But mere brilliance is not enough to carry a fairly new act into world music celebrity, even if the market is smaller and perhaps more intimate than that of the pop/rock production machinery. Old contacts have to be actively maintained, new ones created, and you have to stay in touch with the changing times.
Both Lehti and Kyhälä describe Sväng's core audience simply as "music fans", a heterogeneous group of people connected by active interest in music and other cultures. There are no specific target audiences, although Kyhälä jokingly adds, "If we were after big money, we should concentrate on financially well-off middle-aged women. They are the most active consumers of culture - and have the money to buy our CD after the concert."
The lack of target segmentation, combined with the fact that world and traditional music companies are usually small, leads to heavy reliance on personal contacts, B2B networking and live performances. Individual, committed agents or agencies abroad are absolutely essential in introducing a foreign artist into new markets.
But small size can also have definite benefits. "New communication technologies and the social web present a tough challenge to the big media corporations", Lehti points out. "The trend cycle is more hectic and less manageable than ever before, and it's hard for the big ones to keep up. Small companies that are used to cooperating and using the web as a sales and information channel can react faster."
International conventions and expositions are essential arenas for making contacts and opening doors to new frontiers. A huge event such as WOMEX, where Sväng will play live to an audience of key people in the business, can mean a world of difference if things click.
A quick glance at the websites of Finnish artists working the world music circuit reveals that something is being done right in Finland. Sväng, Maria Kalaniemi, Kimmo Pohjonen, Värttinä, Markku Lepistö and others are busy, performing seemingly everywhere.
But what does being from Finland mean to foreign record labels, agencies and concert promoters? Not that much, according to Lehti, who adds, "Any traditional music carries all kinds of meanings in its domestic context, but they're somewhat irrelevant when you're abroad, negotiating concert or distribution deals. Traditional music of any given country becomes something essentially world music when heard by an outsider with no personal contact to that culture. When selling our artists abroad, it's often easier to use the term 'Nordic music'. It has a pretty established meaning in the world music community, whereas 'Finnish music' rings few bells."

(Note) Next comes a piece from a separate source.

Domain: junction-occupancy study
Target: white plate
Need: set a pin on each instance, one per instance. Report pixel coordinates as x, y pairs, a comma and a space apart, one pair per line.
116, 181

Sväng's Jouko Kyhälä, on the other hand, is adamant that Sväng retain and openly display their connection to Finnish traditional music. "We want everyone in the audience to know we're Finnish. If they don't know it before they come to our show, afterwards they surely will. Our musical roots are, and will remain, in Finland. The Balkan and other influences will continue to be a part of our music, and maybe we'll branch out a bit to the classical concert scene some day. But whatever happens, we'll remain an essentially Finnish group."